The fund, exclusive to Coutts, the bank behind our investment offering, accesses over 15 ‘liquid alternative’ strategies to diversify our customers’ holdings beyond traditional bonds.

It focuses on areas with low sensitivity to traditional stocks and bonds, and aims to generate stable returns regardless of whether those markets rise or fall. Liquid alternative strategies adopt a range of techniques and financial instruments such as short-selling – a strategy that aims to benefit when an asset's price drops.

Coutts set up the fund as part of a strategic relationship with J.P. Morgan Asset Management – a business with 30 years’ experience of this type of investing. It’s been added to Coutts’ Defensive, Cautious and Balanced managed funds.

The value of investments, and the income from them, can go down as well as up and you may not get back what you put in. You should continue to hold cash for your short-term needs.
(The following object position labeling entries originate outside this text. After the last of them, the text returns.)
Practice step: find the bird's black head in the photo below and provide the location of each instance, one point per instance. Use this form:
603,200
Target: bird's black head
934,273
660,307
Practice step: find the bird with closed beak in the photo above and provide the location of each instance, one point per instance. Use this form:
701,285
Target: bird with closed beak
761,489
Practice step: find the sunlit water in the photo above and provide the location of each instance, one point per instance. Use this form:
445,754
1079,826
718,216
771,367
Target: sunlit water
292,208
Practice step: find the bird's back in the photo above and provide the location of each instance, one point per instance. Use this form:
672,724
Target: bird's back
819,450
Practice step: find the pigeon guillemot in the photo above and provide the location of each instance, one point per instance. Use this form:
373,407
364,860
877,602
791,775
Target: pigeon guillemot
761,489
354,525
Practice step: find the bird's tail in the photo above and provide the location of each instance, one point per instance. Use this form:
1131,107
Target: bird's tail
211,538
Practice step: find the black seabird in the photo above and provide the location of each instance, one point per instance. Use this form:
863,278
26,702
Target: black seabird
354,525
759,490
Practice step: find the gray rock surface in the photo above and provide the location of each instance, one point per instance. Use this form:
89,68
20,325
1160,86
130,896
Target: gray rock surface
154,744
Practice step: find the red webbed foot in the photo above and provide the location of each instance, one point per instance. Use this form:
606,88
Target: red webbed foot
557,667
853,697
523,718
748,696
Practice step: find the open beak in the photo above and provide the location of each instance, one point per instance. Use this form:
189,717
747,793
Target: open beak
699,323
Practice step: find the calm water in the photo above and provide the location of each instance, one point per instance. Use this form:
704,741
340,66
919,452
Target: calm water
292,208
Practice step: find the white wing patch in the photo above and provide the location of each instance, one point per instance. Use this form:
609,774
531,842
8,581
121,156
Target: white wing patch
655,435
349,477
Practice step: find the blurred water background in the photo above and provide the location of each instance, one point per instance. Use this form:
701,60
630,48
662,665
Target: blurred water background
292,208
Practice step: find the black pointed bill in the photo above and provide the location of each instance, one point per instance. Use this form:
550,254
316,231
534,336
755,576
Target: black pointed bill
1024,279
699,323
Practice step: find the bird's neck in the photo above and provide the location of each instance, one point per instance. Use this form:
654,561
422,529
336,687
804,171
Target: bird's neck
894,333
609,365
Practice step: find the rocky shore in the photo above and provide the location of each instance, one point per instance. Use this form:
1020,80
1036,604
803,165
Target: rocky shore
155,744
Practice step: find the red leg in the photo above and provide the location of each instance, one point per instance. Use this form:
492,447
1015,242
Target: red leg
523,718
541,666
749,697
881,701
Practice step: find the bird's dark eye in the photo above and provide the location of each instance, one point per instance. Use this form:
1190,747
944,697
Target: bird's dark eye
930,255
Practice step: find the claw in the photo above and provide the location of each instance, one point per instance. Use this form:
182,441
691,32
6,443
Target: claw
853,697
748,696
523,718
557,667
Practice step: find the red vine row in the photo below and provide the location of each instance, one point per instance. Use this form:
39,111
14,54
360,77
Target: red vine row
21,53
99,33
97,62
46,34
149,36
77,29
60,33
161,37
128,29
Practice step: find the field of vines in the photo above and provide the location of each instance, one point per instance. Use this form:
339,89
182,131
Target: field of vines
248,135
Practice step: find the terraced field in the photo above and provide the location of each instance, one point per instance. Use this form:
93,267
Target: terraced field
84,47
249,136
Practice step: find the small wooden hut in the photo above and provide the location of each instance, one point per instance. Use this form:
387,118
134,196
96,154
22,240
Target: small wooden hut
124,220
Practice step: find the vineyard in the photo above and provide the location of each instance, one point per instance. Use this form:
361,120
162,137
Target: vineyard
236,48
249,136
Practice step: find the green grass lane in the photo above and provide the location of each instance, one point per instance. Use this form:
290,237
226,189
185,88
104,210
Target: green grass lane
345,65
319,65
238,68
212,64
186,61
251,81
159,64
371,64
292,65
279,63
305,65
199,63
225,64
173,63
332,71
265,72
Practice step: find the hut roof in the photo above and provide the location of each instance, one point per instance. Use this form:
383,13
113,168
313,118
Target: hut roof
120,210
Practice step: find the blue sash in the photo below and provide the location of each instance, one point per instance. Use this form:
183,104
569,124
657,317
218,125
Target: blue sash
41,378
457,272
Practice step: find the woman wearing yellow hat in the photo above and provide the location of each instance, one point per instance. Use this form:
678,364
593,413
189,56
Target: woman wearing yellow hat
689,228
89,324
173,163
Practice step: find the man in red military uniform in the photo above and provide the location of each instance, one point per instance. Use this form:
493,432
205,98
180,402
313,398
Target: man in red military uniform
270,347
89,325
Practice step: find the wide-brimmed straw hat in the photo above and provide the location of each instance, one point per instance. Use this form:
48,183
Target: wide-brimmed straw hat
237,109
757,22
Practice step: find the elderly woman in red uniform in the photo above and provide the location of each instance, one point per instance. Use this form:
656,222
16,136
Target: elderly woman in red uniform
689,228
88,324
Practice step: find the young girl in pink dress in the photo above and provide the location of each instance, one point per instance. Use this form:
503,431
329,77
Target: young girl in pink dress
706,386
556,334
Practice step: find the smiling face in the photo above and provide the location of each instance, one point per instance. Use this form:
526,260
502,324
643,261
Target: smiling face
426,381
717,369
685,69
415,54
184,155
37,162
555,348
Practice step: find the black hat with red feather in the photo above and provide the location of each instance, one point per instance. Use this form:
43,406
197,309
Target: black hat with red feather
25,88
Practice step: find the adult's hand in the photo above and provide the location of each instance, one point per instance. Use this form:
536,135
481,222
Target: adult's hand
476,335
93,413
A more stable type of return

Fahad Kamal, Chief Investment Officer, Coutts, says: “This is about trying to generate a different, more stable type of return for our clients, helping cushion their investments from the worst of any volatility. While we continue to hold bonds to help diversify our investments, this fund lets us take that diversification to the next level.”    

Fahad says Coutts introduced the fund because, in recent times, stocks and bonds have been more highly correlated to each other than usual.

“Traditionally, investors have been able to use stocks and bonds to off-set one another,” he explains. “Either markets are strong and stocks do well, or times are tougher, central banks cut interest rates, and bonds do well.

“But today we have challenges around high inflation as well as geopolitical issues – challenges that could potentially cause both bonds and stocks to fall at the same time.”

He adds, “Although that’s not something we currently expect, we need to be prepared for the possibility. We need a new buffer, and that's where this fund comes in – something that aims to operate outside the traditional tide of stocks and bonds.”